On sait que Freud tenait l'éducation pour un métier impossible. Sans doute, mais tous les enseignants s'accordent, néanmoins à dire que c'est aussi un métier passionnant.

Enseigner ; un métier, une conviction. Devenir enseignant, c'est entrer dans un service public (l'Education nationale), en qualité de fonctionnaire. Le service public est une activité d'intérêt général, régie par des principes et des règles. De ce fait, le fonctionnaire est investi d'un rôle social; il est au service de tous pour assurer les missions attachées à sa profession, dans le respect des règles et des valeurs de la République.

 L'enseignant, en sa qualité de fonctionnaire de l'Etat, est soumis au statut particulier de son corps d'appartenance. Cependant, à côté des règles de fonctionnement, il faut préciser que l'exercice de ce métier repose principalement sur des valeurs, celles de la République mais également sur une conception déontologique du métier. L'enseignant est rémunéré par l'Etat ; les APC (baladias) ont en charge la construction, l'équipement, l'entretien des écoles primaires, l'achat du matériel et des fournitures à usage collectif ainsi que le recrutement et la rémunération des agents de l'APC affectés aux écoles (les gardiens par exemple).

 L'école a pour mission d'instruire et d'éduquer:

 Instruire, c'est transmettre des connaissances. Pour cela, l'enseignant doit connaître les programmes et les textes fondamentaux, maîtriser les contenus disciplinaires et leurs modes de transmission (la didactique). Cependant, la finalité de l'instruction s'inscrit dans une perspective plus large, à visée éducative: instruire, c'est aussi former le jugement et cultiver l'esprit.

 Eduquer; c'est créer les conditions permettant à chaque élève de développer ses aptitudes, sa personnalité, son autonomie ; c'est l'aider à s'insérer dans la société, à développer son esprit critique, à construire sa citoyenneté en respectant les valeurs de la culture républicaine qui permet la vie en commun et l'accès à la connaissance.

 Eduquer, c'est conduire un enfant vers la vie, vers l'autonomie, ce qui ne se conçoit pas en dehors du cadre de la citoyenneté : l'enseignant doit respecter les principes des institutions républicaines car il éduque au sein d'un système dont il doit respecter les règles.

Qui est cet enseignant ? Quel est son métier ?

Enseigner; un métier, une mission ou un sacerdoce ?

Le métier d'enseignant ne se résume pas à mettre en œuvre une pédagogie préconstruite qu'il suffirait d'appliquer en classe pour que les élèves apprennent. L'enseignant doit faire des choix pour adopter ses pratiques aux particularités du contexte scolaire toujours différent d'une année sur l'autre, d'un moment à l'autre, d'un contenu de savoir à l'autre.

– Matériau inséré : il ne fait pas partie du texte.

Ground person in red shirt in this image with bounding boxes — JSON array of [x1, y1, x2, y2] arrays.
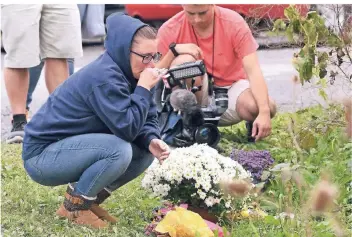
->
[[157, 4, 277, 142]]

 Dans le domaine des apprentissages scolaires, l'attention se focalise le plus souvent sur la réussite ou non des élèves, sans que se pose la question des choix que doit faire en permanence l'enseignant et des dilemmes qui l'assaillent. L'objectif prioritaire de l'enseignant est de mettre en place un cadre fonctionnel pour faire la classe et donner du sens aux apprentissages.

 L'opacité des gestes du métier: les processus qui constituent la face immergée de la compétence des élèves et des maîtres échappent souvent au regard extérieur, comme à celui des enseignants eux-mêmes qui façonnent pourtant quotidiennement le cadre, les dispositifs et les situations qui permettent leur développement.

 Mais il n'y a aucun paradoxe, tant il est vrai que le caractère automatisé de ces pratiques courantes finit par les rendre invisibles. Du coup, ce qui se dérobe aussi à la conscience des enseignants, ce sont les gestes de métier qui confèrent son efficacité à la mise en scène des activités de l'école: «préparer», «prendre» et «faire» la classe, c'est construire un milieu de travail spécifique, organiser le travail des élèves et permettre à ces derniers de se constituer en collectif de travail.

Les compétences développées et mobilisées pour accomplir ces différentes tâches sont pour les enseignants tout comme pour celles de leurs élèves à travers la ritualisation dont elles font l'objet, à proprement parler «incorporées». Et, comme également pour tout professionnel qui, pour faire face à son travail, est contraint de s'engager dans une activité dont la caractéristique communément partagée est qu'elle s'exprime, du moins lorsque l'on a du métier, par les habitudes si répétées, des gestes tellement incorporés, qu'ils n'ont pas besoin d'être pensés.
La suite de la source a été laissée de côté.